Last week in Part I we discussed 4 tools that can help you construct the credit home of your dreams. Now it’s time that we discuss proper maintenance techniques to ensure your home stays secure and upright. In this neighborhood, the broken window theory doesn’t apply.
And so, without further ado, 6 good credit maintenance habits to build your score and show that you’re creditworthy:
1) Make 100% of your payments on time.
Not only with credit accounts but with all other accounts, such as utility bills, loan repayments, etc. Consistently paying creditors on time is the most important factor in determining your credit score. Even one missed payment can have a serious impact. That’s why your payment history makes up about 35% of your FICO score. Bills that go unpaid may be sold to a collection agency, which will seriously hurt your credit and will follow you for the next 7 years… oof.
2) Keep your credit utilization low.
Utilization is your balance when compared to your limit, often referred to as a percentage of the total. Revolving credit utilization (the average of what you use monthly) is one of the most important factors in determining your credit score and makes up about 30% of your FICO score. I recommend keeping your balance under 30% and paying in full each month as soon as you get your statement. I like to keep my revolving credit utilization around 15-20% just to have some wiggle room for emergencies. Just remember that if you don’t use your card and keep the balance at 0, you won’t build any credit score.
3) Keep accounts open for as long as possible.
In general, the longer your credit history, the better. New accounts lower your average account age, which makes up about 15% of your credit score. Unless one of your unused cards has an annual fee, you should keep them all open and active for the sake of your length of payment history and credit utilization.
4) Avoid applying for too many new credit accounts at once.
Applying for new cards required a “hard pull” (or “hard inquiry”) into your credit which will lower your score. Inquiries indicate credit seeking activity and make up about 10% of your FICO score. In general, you don’t want too much credit seeking activity so try to moderate seeking new lines of credit. Limit applications to one or two cards at a time and keep a six-month buffer between each series of applications, especially when you are first starting out. Apply for one or two and if rejected, wait six months and try again.
5) Vary the credit that you utilize.
Creditors want to know that you can mix your credit up and stay reliable with your payments. Total accounts make up about 10% of your credit score. This considers the types of credit being used and reported such as revolving accounts (credit cards) and installment loans (check out Credit Builder Loans if you want to build or improve your score). Your total number of accounts may include both opened and closed accounts.
6) Learn how to check your credit scores and reports.
Check each of your credit reports annually for errors and discrepancies. It’s like your report card – you want to make sure it looks as good as possible. A credit report is a record of how you’ve used credit in the past. Your credit scores estimate how you’ll handle credit in the future, using the information in your credit reports.
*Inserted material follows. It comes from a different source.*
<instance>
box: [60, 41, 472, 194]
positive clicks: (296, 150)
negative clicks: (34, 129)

You’ll want to monitor both to watch for errors and to see your credit-building efforts pay off.
Several personal finance websites, including NerdWallet, offer a free credit score, as well as educational tools such as a credit score simulator. Some credit card issuer print FICO scores on customers’ monthly statements and allow online access as well. Some offer free scores to everyone – cardholder or not: Discover offers a free FICO score at CreditScorecard.com and Capital One offers a free VantageScore at its CreditWise website. More card companies are offering these services as they compete for your business. It really is the best time for us to be consumers in the financial sphere.
So there you have it! I hope that now you feel more comfortable with starting to build your credit home and ensure that it stays standing for the years to come.